Leoparden küsst man nicht

HIPPEN EMPFIEHLT Auf dem 16. Internationalen Bremer Symposium zum Film wird anhand von Vorträgen und Filmbeispielen das Thema „Der Film und das Tier“ untersucht

Die Veranstaltung im Waller Medienzentrum ist ungewöhnlich, weil viele der Filme, auf die sich die Vorträge beziehen, im Kino auch gezeigt werden

VON WILFRIED HIPPEN

Es ist einer der bewegendsten Momente der Filmgeschichte, und für mehr als eine Generation von Kino-Novizen vermittelte er einen prägenden Eindruck: Die Mutter von Bambi stirbt. Tiere haben im Kino schon immer eine besondere Rolle gespielt.

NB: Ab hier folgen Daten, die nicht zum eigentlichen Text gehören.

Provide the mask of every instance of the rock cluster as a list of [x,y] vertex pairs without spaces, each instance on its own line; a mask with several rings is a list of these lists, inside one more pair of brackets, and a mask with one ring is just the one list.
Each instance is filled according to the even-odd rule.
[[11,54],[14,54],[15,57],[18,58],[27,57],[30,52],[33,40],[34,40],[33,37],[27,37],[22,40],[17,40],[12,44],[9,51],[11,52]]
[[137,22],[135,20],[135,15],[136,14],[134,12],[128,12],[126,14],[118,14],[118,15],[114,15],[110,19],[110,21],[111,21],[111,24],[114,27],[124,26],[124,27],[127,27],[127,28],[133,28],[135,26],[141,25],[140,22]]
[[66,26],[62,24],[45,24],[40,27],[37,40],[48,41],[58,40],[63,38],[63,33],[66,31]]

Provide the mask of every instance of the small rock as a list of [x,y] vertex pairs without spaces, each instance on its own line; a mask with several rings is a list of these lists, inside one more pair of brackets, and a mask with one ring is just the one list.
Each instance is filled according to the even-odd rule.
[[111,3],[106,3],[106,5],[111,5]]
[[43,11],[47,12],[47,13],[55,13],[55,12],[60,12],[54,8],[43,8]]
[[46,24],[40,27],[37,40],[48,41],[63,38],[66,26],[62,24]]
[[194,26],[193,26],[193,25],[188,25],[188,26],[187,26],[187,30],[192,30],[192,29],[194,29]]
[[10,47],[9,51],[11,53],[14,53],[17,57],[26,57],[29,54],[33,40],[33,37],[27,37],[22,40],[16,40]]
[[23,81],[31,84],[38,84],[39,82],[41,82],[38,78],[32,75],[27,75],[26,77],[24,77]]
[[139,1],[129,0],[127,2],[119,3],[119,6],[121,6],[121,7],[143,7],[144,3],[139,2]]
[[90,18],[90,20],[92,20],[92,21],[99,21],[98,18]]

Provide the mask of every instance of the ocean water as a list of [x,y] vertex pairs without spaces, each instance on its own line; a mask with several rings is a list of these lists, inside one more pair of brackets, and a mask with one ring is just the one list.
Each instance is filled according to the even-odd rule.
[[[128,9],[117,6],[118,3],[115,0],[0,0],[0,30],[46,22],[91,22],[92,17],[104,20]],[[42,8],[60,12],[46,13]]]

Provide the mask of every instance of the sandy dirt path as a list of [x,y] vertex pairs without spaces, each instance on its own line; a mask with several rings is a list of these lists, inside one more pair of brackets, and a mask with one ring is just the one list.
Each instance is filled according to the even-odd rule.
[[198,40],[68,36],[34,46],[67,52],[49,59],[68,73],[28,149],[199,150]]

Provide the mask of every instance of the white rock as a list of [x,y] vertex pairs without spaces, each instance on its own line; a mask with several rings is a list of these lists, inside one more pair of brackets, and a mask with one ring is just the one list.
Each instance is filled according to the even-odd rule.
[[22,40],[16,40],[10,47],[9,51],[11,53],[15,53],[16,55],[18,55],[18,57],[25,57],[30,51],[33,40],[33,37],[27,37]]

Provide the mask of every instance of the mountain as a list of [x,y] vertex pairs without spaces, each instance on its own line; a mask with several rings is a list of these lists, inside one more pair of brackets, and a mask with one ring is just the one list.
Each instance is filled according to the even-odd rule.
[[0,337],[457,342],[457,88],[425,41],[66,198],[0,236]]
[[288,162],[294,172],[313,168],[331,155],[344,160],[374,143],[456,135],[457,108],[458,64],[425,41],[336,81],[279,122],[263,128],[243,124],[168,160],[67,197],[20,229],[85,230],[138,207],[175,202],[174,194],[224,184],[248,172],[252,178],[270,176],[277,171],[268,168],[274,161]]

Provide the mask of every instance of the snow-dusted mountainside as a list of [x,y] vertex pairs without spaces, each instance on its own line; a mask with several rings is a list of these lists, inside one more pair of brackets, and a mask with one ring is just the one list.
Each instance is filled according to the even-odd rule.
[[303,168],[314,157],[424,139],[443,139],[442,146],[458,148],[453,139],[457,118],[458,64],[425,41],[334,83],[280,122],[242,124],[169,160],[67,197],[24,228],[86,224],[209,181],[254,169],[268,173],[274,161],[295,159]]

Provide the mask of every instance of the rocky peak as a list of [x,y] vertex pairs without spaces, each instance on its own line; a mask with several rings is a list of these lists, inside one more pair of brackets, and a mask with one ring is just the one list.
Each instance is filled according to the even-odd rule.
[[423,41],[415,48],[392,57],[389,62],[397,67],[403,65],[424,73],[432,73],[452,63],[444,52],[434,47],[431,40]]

Ein Grund dafür ist sicher, dass sie humane Eigenschaften so rein und intensiv ausdrücken können, wie dies bei menschlichen Figuren kaum möglich ist. Bambis Unschuld, King Kongs Wildheit, Furys Anmut, Lassies Treue – all das sind extrem wirkungsvolle Projektionen. Und natürlich sehen die Menschen sich immer gerne Tiere an. Ihr Anblick ist dabei auch die Beschwichtigung uralter Ängste: Das Biest ist aufs Bild gebannt und kann uns nicht mehr fressen.

Das Tier im Film ist ein komplizierter und widersprüchlicher Komplex, und so ergibt es viel Sinn, wenn er im Mittelpunkt des 16. Internationalen Bremer Symposium zu Film steht. Dieses ist deutlich kürzer als die Veranstaltungen in den letzten Jahren. Statt eines langen Wochenendes dauert es nur zwei Tage – wie überall musste auch hier eingespart werden.

Aber das Grundprinzip ist erhalten geblieben: Die Kooperation zwischen der Universität Bremen und dem Kino 46 (dessen letzte große Veranstaltung im Waller Medienzentrum dies wohl sein dürfte) ist deswegen so ungewöhnlich, weil sie nicht im streng akademischen Rahmen stattfindet und viele der Filme, auf die sich die Vorträge beziehen, im Kino auch gezeigt werden. So beginnt das Symposium am Freitagmittag mit einem Vortrag über eine Tierdokumentation von 1934. Der britische Filmhistoriker Jonathan Burt analysiert „The Seahorse“ von Jean Painleve und entdeckt dabei, wie sein Vortragstitel verspricht: „vertical creatures with their distinguished sadness“. Dass ein durch das deutschen Fernsehen der sechziger Jahre Sozialisierter dabei natürlich sofort an das Walross in „Urmel aus dem Eis“ von der Augsburger Puppenkiste denken muss, ist ja auch eine interessante Assoziation.

In sechs Vorträgen werden Themen wie die „Inszenierung von Tieren in Zoo und Kino“ von Sabine Nessel, „Erwachsene Tiere und infantile Zuschauer“ von Herbert Schwab über die Schwemme von tierischen Helden in Animationsfilmen oder das sehr spezielle „Eselsrufe wiederholt. Tierstimmen als Klangobjekt“ von Ute Holl behandelt. Dabei bezieht sich letztere auf einen der außergewöhnlichsten Tierfilme: „Au Hasard Balthazar“ von Robert Bresson, der Freitag Nachmittag gezeigt wird, und stilistisch sowie inhaltlich radikal den Leidensweg eines Esels aus dessen Perspektive zeigt.

Welche Rolle Tiere im amerikanischen Kino spielen, untersucht der französische Kulturwissenschaftler Raymond Bellour am Beispiel der klassischen Hollywoodkomödie „Bringing up Baby“ von Howard Hawks, indem eine Vielzahl von Tieren auftretitt, darunter ein Dinosaurier, Schwäne, Hühner, Schmetterlinge und zwei Leoparden, die man gemäß dem deutschen Filmtitel möglichst nicht küssen sollte.

Es ist schön, diese Screwballkomödie mal wieder in der Originalfassung auf der Leinwand sehen zu können, aber der Höhepunkt des Programms dürfte die Vorführung des Films „Nénette“ sein. Der dokumentarische Experimentalfilm zeigt 70 Minuten lang nur eine Orang-Utan-Dame mit ihren zwei Artgenossen hinter der Glasscheibe eines Pariser Zoos. Auf der Tonspur hört man die Kommentare der Besucher, und gerade wegen dieser streng formellen Beschränkung erfährt man nach der Meinung des Kritikers der Frankfurter Rundschau „erstaunlich viel über das Verhältnis zwischen Mensch und Tier“.